# Cool perch .



## Carpn (Apr 5, 2004)

Check out this extra stripey perch .


----------



## PapawSmith (Feb 13, 2007)

Very nice! Those look just like the fat pigs we caught In North Dakota a couple weeks ago. Fishing was terrible, coldest week the have had in several years (my fault I’m sure, just for going there), but a few of the fish we caught were tanks. A woman in another group staying at the lodge caught one that was just over two pounds.


----------



## set-the-drag (Jan 13, 2013)

Were those from erie?


----------



## Carpn (Apr 5, 2004)

No . Saginaw bay . We haven't killed the walleye but we've got a bunch of those big perch


----------



## matticito (Jul 17, 2012)

PapawSmith said:


> Very nice! Those look just like the fat pigs we caught In North Dakota a couple weeks ago. Fishing was terrible, coldest week the have had in several years (my fault I’m sure, just for going there), but a few of the fish we caught were tanks.
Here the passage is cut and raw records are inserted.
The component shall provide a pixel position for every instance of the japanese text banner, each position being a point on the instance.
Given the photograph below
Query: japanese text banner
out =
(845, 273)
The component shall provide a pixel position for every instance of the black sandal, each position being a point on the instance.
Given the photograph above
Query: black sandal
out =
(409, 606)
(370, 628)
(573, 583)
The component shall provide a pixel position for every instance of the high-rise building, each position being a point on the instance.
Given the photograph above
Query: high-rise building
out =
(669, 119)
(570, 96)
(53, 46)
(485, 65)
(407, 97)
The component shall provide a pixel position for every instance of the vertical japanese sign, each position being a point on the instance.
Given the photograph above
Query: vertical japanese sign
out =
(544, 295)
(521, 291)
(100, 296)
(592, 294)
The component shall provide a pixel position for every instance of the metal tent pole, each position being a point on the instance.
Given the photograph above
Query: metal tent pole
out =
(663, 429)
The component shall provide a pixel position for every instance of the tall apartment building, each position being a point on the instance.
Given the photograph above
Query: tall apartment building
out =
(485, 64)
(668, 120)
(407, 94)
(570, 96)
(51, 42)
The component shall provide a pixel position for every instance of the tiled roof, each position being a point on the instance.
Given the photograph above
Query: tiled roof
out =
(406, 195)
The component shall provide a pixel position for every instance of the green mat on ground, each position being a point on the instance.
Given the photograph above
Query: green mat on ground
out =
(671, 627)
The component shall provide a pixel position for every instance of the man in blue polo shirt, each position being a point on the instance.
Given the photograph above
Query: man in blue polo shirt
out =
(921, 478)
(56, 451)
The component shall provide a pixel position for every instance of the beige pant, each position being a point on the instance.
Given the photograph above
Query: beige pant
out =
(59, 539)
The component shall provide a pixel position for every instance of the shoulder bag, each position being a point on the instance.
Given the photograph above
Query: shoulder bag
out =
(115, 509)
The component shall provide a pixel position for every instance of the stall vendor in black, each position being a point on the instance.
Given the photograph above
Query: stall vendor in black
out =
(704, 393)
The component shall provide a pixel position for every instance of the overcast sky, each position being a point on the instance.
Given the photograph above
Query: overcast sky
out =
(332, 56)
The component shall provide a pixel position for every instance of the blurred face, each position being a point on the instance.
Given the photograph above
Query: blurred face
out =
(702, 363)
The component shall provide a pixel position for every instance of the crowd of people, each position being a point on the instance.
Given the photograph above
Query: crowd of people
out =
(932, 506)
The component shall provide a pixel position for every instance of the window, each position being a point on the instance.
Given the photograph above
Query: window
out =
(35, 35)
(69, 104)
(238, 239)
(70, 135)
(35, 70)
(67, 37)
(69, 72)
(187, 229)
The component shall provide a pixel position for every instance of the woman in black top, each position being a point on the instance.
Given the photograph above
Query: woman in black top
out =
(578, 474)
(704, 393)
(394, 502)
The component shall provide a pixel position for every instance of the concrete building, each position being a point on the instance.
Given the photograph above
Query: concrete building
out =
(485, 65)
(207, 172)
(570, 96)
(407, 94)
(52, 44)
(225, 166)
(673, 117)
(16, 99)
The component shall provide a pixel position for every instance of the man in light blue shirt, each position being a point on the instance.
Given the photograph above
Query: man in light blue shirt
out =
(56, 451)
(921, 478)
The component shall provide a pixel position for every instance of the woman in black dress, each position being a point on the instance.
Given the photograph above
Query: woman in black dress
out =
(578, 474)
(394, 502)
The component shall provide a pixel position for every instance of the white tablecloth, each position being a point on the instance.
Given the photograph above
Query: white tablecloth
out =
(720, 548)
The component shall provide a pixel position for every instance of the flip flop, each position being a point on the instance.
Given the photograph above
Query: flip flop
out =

A woman in another group staying at the lodge caught one that was just over two pounds.


At least cold weather like those places you can have a nice shack with heat out on the lake. I really want to do that in Minnesota or somewhere


----------



## Kenlow1 (Jul 14, 2012)

Those are some nice perch for sure. I think I would take a bunch of those perch over walleye. Walleye fishin just around the corner.


----------